In this tutorial, we will study the wifi signal power in a flat. An awesome flat is especially designed for the experiment, with 2 walls:

Even if the flat seems small enough to be covered by wifi everywhere, it is still interesting to study where the signal’s power is the lowest. We will study where to put the hotspot to get the best coverage, and as we’re a bit lazy we will only put it next to the left wall.

## Physics

In a nutshell, the Wifi is a electromagnetic wave that contains a signal : Internet data. Electromagnetic waves are well know by physicists and are ruled by the 4 Maxwell equations which give you the solution for E, the electrical field, and B, the magnetic field, in space but also in time.
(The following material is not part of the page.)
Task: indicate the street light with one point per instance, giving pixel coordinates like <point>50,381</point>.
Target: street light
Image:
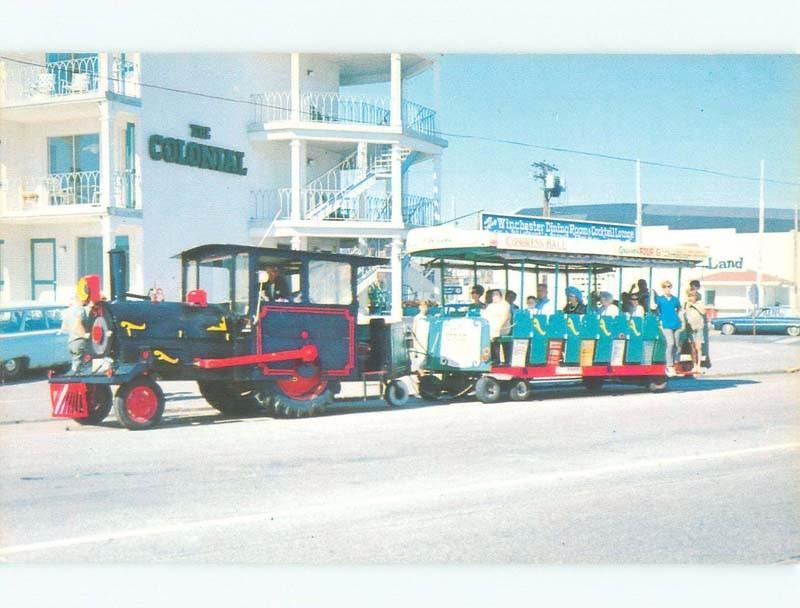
<point>552,183</point>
We don’t care about the time here, because the signal period is really short so our internet quality will not change with time. Without time, we’re looking for stationaries solutions, and the Maxwell equations can be simplified to one equation, the Helmholtz one :

$\nabla^{2}E + \frac{k^{2}}{n^{2}}E = 0$

Where k is the angular wavenumber of the wifi signal, and n the refractive index of the material the wave is in.
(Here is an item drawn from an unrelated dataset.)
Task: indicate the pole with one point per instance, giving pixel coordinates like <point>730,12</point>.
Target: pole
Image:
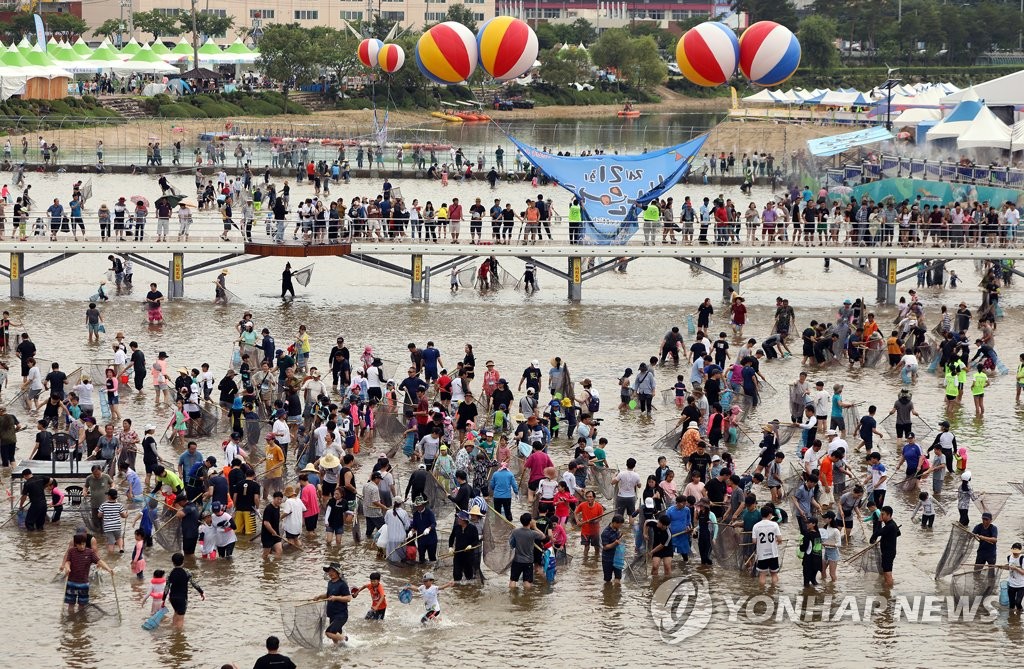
<point>195,38</point>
Indeed, the main point of this study is the impact of walls on the signal’s power, where the n is different from air (where it is 1). In walls, the refractive index is a complex number in which the two parts have a physic interpretation:

• The real part defines the reflexion of the wall (the amount of signal that doesn’t pass).

• The imaginary part defines the absorption of the wall (the amount that disappears).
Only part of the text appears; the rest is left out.